In an effort to expand the reach of Miracle Messages, Adler recently created a hotline, 800-MISS-YOU. He hopes the number will help him reach his goal of reuniting 1 million people by 2023.
Rethinking the homeless label
Adler’s aims go beyond reuniting loved ones. He describes homelessness as a limiting and stigmatizing label. “A big part of our work is reframing people who are homeless as someone’s somebody,” he says, emphasizing common humanity instead of divisive labels. Adler has shared this message on the TED stage as a 2016 TED resident.
With this message, Adler hopes to rebuild social support systems and strengthen communities. “We’re a nonprofit that helps people experiencing homelessness reunite with their loved ones,” says Adler, “and in the process, reconnect with us as their neighbors.”
After reconnecting with his daughter, Spires is helping to share the Miracle Messages story in his community and regularly volunteers for the organization. He now lives in a studio apartment in San Francisco and is helping his daughter arrange a flight to the city so they can meet in person.

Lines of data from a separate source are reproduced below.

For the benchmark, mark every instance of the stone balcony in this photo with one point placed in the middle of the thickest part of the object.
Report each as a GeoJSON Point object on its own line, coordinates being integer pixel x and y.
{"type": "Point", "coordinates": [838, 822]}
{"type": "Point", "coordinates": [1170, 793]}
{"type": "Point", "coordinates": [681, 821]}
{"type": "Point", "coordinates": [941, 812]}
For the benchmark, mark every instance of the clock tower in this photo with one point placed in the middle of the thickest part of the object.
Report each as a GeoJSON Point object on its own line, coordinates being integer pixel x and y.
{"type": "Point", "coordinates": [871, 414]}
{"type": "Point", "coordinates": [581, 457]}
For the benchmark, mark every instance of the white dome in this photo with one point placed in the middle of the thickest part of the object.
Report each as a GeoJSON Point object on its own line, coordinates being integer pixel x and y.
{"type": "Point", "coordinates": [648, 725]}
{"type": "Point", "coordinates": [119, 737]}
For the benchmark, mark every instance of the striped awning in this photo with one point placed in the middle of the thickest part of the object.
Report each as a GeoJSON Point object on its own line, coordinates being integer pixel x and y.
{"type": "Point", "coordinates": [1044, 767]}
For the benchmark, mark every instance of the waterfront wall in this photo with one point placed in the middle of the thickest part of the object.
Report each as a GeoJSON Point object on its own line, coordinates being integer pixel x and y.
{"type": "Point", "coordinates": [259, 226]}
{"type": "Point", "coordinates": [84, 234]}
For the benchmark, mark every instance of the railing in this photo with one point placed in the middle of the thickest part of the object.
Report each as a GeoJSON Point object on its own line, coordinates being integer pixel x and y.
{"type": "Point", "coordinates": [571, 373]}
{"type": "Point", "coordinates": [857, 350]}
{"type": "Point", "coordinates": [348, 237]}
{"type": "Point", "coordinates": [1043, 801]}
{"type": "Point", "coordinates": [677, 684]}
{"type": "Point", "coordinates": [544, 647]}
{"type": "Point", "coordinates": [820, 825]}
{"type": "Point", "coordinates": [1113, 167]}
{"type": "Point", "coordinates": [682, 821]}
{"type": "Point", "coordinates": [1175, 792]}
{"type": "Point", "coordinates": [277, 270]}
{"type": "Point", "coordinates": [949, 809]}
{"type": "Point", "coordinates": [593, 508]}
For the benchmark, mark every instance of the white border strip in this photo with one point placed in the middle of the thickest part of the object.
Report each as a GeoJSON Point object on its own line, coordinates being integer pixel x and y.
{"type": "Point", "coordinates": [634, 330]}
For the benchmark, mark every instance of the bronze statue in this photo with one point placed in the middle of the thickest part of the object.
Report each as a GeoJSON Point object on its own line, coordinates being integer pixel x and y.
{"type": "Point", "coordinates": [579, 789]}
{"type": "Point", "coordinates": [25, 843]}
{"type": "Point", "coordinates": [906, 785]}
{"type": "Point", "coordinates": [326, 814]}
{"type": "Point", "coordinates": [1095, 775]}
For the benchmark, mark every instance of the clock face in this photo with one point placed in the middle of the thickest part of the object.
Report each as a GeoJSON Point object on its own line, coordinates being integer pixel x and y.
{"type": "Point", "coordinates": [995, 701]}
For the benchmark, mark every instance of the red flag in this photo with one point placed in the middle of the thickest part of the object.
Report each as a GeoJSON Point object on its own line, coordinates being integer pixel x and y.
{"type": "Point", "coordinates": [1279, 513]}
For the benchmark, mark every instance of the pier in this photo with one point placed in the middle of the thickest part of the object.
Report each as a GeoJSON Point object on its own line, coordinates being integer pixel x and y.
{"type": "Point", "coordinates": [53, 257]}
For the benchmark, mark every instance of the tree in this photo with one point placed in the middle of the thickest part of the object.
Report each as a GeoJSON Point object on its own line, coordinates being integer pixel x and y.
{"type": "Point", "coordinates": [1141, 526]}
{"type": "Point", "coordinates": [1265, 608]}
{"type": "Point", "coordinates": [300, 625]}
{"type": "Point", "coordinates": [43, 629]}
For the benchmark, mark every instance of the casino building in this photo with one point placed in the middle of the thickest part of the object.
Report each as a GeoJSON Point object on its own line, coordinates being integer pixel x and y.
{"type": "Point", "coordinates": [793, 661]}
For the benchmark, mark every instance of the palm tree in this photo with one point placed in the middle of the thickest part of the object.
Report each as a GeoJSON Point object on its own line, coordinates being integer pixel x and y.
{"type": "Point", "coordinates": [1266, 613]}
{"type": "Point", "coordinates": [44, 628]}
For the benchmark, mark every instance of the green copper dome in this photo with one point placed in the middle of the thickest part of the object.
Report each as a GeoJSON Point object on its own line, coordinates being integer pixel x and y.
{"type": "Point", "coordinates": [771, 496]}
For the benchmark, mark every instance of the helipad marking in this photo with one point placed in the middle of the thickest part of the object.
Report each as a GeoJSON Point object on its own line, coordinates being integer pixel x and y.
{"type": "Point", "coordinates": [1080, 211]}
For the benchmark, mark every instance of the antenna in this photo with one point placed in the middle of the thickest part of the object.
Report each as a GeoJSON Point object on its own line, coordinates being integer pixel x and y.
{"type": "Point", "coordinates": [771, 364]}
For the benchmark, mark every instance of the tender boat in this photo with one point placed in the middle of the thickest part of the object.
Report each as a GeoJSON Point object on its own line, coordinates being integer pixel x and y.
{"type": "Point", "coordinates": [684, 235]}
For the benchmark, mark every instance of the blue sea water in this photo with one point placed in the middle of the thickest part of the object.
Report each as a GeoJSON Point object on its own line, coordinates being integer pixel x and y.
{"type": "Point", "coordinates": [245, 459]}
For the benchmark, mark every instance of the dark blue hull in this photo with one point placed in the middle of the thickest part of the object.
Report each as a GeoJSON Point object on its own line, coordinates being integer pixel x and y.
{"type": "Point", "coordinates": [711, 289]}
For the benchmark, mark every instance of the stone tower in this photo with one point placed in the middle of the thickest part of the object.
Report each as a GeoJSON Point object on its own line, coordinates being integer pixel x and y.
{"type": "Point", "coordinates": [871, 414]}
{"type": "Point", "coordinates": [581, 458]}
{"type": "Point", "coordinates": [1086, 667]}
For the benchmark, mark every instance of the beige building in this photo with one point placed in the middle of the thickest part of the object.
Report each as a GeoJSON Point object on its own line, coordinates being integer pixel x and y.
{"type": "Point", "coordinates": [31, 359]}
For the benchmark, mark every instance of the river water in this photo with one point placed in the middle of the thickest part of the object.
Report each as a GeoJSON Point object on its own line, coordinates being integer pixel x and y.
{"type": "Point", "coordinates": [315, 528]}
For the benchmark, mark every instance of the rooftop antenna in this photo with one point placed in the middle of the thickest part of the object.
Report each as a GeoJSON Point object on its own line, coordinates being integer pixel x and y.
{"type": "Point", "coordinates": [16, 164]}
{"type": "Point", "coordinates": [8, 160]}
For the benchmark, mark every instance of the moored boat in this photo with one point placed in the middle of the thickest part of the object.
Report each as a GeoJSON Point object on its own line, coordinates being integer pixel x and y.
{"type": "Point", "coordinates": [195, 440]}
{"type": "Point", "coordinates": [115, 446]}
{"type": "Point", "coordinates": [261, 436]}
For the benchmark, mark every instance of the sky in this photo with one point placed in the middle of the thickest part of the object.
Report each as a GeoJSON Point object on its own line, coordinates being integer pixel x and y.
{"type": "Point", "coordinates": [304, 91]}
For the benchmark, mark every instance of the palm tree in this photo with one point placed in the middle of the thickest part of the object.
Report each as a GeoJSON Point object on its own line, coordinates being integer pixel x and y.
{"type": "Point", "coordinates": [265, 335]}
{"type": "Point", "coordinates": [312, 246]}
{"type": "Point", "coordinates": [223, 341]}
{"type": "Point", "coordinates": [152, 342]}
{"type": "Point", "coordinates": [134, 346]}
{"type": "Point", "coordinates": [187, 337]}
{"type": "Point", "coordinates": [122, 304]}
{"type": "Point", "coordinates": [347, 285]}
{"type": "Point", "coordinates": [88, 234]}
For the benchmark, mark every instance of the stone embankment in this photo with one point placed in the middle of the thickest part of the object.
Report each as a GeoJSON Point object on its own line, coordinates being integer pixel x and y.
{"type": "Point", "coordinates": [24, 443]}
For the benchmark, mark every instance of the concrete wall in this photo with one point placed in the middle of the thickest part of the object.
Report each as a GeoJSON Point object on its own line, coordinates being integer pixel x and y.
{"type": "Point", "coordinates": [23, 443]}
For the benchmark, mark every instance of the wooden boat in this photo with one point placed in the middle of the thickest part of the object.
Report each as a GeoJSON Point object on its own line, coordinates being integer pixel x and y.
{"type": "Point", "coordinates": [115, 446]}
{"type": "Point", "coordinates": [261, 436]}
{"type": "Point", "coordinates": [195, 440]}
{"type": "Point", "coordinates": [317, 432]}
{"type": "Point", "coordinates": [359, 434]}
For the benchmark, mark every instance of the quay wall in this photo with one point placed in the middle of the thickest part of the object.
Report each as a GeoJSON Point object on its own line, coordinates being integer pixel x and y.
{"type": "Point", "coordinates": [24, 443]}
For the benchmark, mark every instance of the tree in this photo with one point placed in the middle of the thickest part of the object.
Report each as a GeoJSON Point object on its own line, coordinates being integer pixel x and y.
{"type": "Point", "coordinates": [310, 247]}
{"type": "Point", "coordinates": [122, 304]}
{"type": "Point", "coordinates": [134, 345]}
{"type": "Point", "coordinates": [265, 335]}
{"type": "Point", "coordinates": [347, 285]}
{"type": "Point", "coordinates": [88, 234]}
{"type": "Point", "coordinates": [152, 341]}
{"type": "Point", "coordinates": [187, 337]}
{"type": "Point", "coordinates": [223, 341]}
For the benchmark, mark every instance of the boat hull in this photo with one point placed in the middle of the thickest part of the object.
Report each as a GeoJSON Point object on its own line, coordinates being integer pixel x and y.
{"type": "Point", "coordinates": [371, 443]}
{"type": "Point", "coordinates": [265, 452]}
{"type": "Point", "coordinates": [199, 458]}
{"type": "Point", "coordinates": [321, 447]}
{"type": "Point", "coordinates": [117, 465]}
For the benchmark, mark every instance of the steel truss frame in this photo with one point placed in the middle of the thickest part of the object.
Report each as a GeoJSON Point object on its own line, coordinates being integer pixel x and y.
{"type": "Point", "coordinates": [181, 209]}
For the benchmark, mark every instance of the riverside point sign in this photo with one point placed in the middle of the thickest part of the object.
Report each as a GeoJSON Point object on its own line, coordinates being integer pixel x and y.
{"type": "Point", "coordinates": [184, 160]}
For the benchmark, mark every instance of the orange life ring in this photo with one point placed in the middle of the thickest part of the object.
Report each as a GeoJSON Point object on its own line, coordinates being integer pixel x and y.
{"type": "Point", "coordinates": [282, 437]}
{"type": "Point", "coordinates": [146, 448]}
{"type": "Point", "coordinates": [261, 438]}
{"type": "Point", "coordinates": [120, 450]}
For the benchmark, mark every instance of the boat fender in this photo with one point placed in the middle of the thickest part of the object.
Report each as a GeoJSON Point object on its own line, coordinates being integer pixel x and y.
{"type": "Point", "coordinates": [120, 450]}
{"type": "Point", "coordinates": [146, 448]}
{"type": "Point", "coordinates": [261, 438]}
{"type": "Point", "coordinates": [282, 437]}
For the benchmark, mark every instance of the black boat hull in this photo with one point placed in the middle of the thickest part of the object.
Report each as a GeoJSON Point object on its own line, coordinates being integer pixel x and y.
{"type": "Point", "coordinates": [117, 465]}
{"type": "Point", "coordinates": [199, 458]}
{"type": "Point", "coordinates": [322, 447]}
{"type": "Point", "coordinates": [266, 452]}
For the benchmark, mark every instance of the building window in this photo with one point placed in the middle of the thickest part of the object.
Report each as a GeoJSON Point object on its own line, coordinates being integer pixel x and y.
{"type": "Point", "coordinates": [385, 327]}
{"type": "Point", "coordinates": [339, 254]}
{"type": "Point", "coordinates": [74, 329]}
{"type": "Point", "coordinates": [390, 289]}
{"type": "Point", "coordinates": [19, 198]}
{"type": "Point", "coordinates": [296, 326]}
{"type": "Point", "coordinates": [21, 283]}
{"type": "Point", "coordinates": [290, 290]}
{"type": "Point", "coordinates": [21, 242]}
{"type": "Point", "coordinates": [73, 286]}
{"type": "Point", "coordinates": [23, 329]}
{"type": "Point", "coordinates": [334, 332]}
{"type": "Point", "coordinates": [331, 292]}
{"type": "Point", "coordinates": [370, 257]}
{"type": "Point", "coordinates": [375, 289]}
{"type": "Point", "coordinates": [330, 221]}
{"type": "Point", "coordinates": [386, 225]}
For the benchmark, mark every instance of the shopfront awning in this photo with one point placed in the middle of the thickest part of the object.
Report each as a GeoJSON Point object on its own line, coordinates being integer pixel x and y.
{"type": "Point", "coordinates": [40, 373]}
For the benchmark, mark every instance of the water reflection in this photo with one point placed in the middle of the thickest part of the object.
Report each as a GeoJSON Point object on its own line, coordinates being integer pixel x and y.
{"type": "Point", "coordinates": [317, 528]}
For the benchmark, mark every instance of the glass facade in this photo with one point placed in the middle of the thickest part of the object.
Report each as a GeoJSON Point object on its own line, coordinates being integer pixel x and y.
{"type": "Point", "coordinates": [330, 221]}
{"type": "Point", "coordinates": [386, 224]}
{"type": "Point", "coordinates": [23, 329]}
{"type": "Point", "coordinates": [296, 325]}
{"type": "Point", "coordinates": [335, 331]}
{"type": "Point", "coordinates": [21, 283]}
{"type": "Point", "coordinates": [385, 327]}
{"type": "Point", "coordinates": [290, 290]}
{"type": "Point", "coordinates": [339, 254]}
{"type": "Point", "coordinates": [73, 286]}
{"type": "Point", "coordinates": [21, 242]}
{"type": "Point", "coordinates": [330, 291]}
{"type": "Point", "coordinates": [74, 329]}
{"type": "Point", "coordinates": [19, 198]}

It is a reunion he has hoped for ever since he lost contact with her and her mother.
“I can’t emphasize enough, the greatest thing that’s ever going to happen to me for the rest of my days is finding my daughter,” he says. “And Miracle Messages did that.”
• For more, visit miraclemessages.org. Shortly after this story went to press in the Monitor’s magazine, the Monitor learned that Spires had just died suddenly. He had spoken with his daughter several days beforehand, and Miracle Messages is helping to arrange a flight to San Francisco for her so she can meet her remaining family.